Tomioka prefiere no evocar aquel pasado porque está enquistado en su desvitalizado planteamiento de que nada es posible, y se deja arrastrar a la deriva, con idas y venidas, entre Yukiko, su esposa, a la que se presuponía iba a abandonar, según había prometido a Yukiko, o el flirteo, y posterior relación, con la esposa del dueño de una sauna. Se siente aturdido por esa apatía fatalista, esté sobrio o entumecido por los vahos del alcohol. Yukiko, en un momento dado, le dice que le recuerda a Bel Ami, el protagonista de la homónima novela de Guy de Maupassant, por sus continuos coqueteos y sus historias amorosas fugaces y erráticas con las mujeres, como si sólo viviera en las superficies. Pero si Be Ami lo hacía por su afán arribista, motivo por el que las utilizaba, Tomioka no lo hace por ningún motivo. Simplemente refleja su mera dejadez y deriva vital, su inconsciencia, como si fuera, cómodamente, a rebufo de sí mismo, o de su amargura inmanente. De todas maneras, eso no obsta para que, en su segundo reencuentro, tras que ella haya iniciado una relación con un soldado estadounidense (por mera supervivencia y soledad), él despliega, como la primera vez que se conocieron, su amargura, y (des)califica su relación como si fuera el intercambio de un negocio:  cuando ella le conmina a que no se vean más porque sufre ante el hecho de que no puedan materializar su amor, él sólo es capaz de reaccionar diciéndola, con lacónica crueldad, que no le quiere ver más porque vendrá mal a su negocio.

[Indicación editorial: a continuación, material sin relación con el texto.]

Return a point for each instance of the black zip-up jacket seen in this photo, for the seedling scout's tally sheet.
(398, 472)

Tomiako no es un cínico, como Bel Ami, sino un ser vaciado que carece de entusiasmo vital, incapaz de darse o de crear una raíz, como la de su amor por Yokiko, algo de lo que demasiado tarde tomará consciencia. Por eso, la narración es la sucesión de reencuentros truncados, porque él siempre optará por otra dirección, por la mera fuga o deserción, como quien rebota de un lugar a otro, o de una relación a otra como si la relación con la realidad fuera una fluctuación voluble. Y la modulación se define por el enrarecimiento, por la progresión de una infección, la que le transmite él a ella, o cómo su infección emocional y vital logra infectar el propio organismo, ya sin defensas, de Yukiko, como si por los sucesivos frustrados intentos de ella de reencauzar o consolidar su relación sentimental, por la escurridiza actitud de él, le hubiera extraído progresivamente su energía vital. No es de extrañar que el trágico desenlace acontezca durante una fuerte tormenta que se manifiesta con el espesor de un cielo encapotado (como encapotada ha permanecido la mirada ausente, distraída, vidriosa, de Tomiako). En el plano final, de desgarrado lirismo, resalta, sobre los cuerpos de ambos (él tumbado sobre el cadáver de ella, llorando), el mapa de la isla (en la que le habían asignado a él un trabajo como agente forestal). Ella, pese a sus reiterados y denodados intentos durante años, no había conseguido que él dejara de ser una isla, incapaz de habitar la vida, el presente, las propias emociones, incapaz de amar, nube sin rumbo.